Indictment of Rudy Giuliani in connection with shady Ukraine dealings appears unlikely

NEW YORK — Manhattan federal prosecutors investigating whether Rudy Giuliani broke the law by lobbying the Trump administration on behalf of Ukrainian officials and oligarchs recently returned his cell phones — and the former mayor is taking it as a sign that an indictment is unlikely.

“As far as I know, everything has been returned. It was multiple iPhones and multiple iPads,” Giuliani’s lawyer Bob Costello told the Daily News on Wednesday. “I’m not surprised.”

The FBI seized Giuliani’s devices in April 2021 during a 6 a.m. raid of his Midtown law office and Upper East Side apartment as part of a long-running probe into his business dealings.

But the fruits of the springtime visit from the feds did not yield a smoking gun, leading prosecutors to put their case on ice, according to The New York Times, which cited two sources familiar with the investigation.

Giuliani, 78, was “pleased” by reports the probe is winding down without charges, Costello said. Giuliani could not immediately be reached. The Manhattan U.S. attorney’s office declined to comment.

Trump’s former personal lawyer met with prosecutors for the Southern District of New York in February and answered questions for “several hours” inside the office he led from 1983 to 1989, Costello said. He left the meeting confident he wouldn’t face charges for violating laws barring lobbying on behalf of foreign officials without registering as a foreign agent.

The feds’ probe launched in 2019, shortly after Giuliani associates Lev Parnas and Igor Fruman were charged with a sweeping campaign finance scheme that overlapped with President Donald Trump’s pressure campaign on Ukraine officials to dig up dirt on Joe Biden ahead of the 2020 election.

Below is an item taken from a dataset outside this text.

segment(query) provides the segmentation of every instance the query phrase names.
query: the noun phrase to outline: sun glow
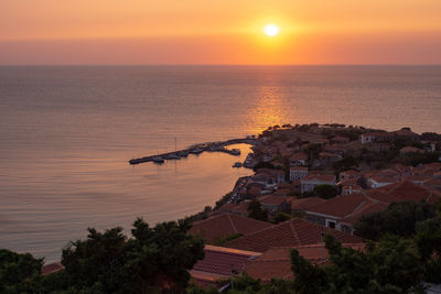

Giuliani admittedly quizzed Ukraine’s then-prosecutor general Yuriy Lutsenko about Biden in 2019 on Trump’s behalf — but denied representing the Ukrainian official in stateside lobbying efforts.

A judge sentenced Parnas to 20 months in prison in June for illegally donating Russian financiers’ money to U.S. politicians. The scheme was unrelated to his work as a fixer for Giuliani.

Fruman was sentenced to a year and a day in January.